Open Data Infrastructure
Lakekeeper Multi-Tenant Iceberg Catalogs
Operational questions for Lakekeeper multi-tenant Iceberg catalogs across warehouses, identity, audit, and recovery.
Multi-tenant catalogs fail in the spaces between tenants, not inside the happy path for one table.
The practical problem
Lakekeeper is an Apache Iceberg REST catalog with governance and authorization features. That makes it interesting for teams that want central catalog operations without handing every workload to a single closed platform.
Multi-tenancy raises the bar. A catalog can serve many teams, projects, warehouses, and namespaces, but the operational model has to prove isolation, recovery, and auditability before the platform becomes shared infrastructure.
Tenant boundaries need names
The first design decision is not technical. It is the tenant boundary. Is a tenant a business unit, product domain, environment, customer, legal entity, or workload class? The catalog structure should make that answer visible.
Lakekeeper documentation describes warehouses, projects, authentication, authorization, and policy integrations. Those features become useful only when the platform team maps them to the boundaries the organization actually operates.
Core idea: multi-tenant catalog design is an isolation contract before it is a namespace layout.
Operational controls decide whether sharing works
A multi-tenant catalog needs identity controls, role assignment workflows, audit records, recovery tests, and drift checks. Authorization backends such as OpenFGA or Cedar can help represent permissions, but operations still need procedures for bootstrap, backup, restore, reconciliation, and incident response.
The same applies to engines. A shared query engine that reaches the catalog with broad credentials can undo the tenant model. Lakekeeper OPA bridge documentation is a reminder that compute enforcement and catalog enforcement are different patterns, and each carries different trust assumptions.
What breaks first
- Project and warehouse boundaries reflect deployment history instead of tenant risk.
- Engine credentials flatten tenant permissions into one privileged path.
- Backup and restore test the catalog database but not authorization state.
- Audit logs show API calls but not tenant impact.
Questions to ask
- What is the tenant boundary, and where is it encoded?
- Which identities administer tenants versus read tenant data?
- How are authorization state and catalog state reconciled after restore?
- Can one tenant incident be contained without freezing the catalog?

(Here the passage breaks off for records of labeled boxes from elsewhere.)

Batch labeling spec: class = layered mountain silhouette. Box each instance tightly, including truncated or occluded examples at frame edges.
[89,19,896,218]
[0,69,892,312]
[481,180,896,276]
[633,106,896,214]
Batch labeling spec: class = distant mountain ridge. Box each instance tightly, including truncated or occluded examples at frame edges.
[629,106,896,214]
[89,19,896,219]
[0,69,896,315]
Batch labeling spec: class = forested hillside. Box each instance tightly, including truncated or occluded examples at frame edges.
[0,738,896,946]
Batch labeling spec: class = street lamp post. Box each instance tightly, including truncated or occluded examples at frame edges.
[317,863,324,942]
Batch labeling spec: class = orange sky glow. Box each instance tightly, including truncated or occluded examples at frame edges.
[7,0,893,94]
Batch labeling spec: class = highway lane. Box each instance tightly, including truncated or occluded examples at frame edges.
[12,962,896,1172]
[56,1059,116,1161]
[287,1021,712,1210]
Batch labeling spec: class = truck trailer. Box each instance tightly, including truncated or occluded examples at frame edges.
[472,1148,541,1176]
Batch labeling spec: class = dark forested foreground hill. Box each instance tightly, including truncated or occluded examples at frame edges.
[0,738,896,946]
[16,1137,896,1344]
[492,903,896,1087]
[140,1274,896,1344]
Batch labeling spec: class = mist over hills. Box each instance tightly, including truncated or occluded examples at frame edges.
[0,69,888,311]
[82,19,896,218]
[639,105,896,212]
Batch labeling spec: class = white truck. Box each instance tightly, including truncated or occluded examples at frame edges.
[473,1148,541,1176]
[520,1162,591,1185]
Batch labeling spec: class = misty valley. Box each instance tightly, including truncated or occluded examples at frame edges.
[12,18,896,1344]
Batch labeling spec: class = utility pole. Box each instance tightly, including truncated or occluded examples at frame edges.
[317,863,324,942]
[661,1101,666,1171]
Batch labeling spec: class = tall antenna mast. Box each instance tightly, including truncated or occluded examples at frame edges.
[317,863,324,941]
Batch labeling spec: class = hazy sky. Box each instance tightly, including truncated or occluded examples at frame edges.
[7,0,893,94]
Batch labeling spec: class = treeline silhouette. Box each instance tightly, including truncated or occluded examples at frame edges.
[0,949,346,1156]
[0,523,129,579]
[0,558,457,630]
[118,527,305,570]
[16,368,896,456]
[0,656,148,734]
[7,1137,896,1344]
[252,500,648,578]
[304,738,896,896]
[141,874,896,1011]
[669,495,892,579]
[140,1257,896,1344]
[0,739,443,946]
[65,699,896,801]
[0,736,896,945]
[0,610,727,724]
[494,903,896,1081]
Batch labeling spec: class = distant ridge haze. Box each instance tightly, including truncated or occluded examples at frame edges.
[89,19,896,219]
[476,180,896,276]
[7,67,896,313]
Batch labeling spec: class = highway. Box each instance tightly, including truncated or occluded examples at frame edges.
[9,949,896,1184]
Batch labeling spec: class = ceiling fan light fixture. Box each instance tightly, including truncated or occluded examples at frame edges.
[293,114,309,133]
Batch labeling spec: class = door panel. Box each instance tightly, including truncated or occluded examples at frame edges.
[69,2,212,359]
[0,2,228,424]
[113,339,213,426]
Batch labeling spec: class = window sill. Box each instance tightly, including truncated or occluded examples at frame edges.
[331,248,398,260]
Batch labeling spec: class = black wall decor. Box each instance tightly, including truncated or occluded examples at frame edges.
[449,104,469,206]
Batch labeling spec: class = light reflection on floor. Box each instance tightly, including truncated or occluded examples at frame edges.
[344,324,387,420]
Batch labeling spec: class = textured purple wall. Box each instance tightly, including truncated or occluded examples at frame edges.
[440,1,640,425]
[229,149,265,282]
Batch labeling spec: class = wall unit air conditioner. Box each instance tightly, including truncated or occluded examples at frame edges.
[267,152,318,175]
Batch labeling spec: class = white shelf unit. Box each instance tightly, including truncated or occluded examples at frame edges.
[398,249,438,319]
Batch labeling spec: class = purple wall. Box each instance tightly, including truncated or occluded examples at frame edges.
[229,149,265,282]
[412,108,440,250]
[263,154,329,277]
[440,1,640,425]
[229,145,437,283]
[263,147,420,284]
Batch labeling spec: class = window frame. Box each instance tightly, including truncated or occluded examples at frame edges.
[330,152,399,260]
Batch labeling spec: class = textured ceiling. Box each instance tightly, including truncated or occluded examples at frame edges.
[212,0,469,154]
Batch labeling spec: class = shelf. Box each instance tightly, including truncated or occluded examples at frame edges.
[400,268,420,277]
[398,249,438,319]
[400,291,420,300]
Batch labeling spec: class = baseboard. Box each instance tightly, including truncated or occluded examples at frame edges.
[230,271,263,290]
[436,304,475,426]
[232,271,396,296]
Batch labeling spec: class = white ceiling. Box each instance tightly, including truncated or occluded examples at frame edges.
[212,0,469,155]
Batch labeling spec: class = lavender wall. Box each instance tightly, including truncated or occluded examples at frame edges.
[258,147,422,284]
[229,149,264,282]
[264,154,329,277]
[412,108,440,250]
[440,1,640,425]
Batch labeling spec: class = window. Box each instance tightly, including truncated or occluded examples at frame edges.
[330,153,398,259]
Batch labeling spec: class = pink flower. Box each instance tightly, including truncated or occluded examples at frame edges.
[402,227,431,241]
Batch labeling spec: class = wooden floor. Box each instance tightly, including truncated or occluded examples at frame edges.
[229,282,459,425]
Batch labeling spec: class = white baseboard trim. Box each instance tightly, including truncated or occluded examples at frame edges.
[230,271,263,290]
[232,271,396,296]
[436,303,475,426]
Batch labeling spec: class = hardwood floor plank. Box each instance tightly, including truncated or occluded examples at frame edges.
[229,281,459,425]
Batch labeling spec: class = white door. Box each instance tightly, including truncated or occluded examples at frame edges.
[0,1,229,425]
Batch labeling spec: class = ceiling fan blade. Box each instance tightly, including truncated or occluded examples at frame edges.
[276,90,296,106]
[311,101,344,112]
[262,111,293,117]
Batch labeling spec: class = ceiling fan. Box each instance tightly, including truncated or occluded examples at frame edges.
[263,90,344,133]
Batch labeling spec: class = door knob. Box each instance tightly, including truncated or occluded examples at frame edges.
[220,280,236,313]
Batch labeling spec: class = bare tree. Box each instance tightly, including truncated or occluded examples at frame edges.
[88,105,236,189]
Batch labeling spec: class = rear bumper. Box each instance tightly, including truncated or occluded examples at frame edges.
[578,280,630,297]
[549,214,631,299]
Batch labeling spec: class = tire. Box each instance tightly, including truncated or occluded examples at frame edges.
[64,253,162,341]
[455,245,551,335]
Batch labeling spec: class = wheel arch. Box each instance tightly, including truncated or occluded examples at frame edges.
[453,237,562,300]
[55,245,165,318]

For adjacent operations, read Lakekeeper and Open Catalog Operations, Lakekeeper Backup and Recovery for Iceberg Catalogs, and Apache Polaris and Lakekeeper Catalog Operations.
Sources to start with
These primary sources anchor the technical claims in this guide.
- Lakekeeper documentation
- Lakekeeper authorization
- Lakekeeper OPA bridge
- Apache Iceberg REST Catalog specification
A shared catalog works only when tenant isolation is boring enough to trust.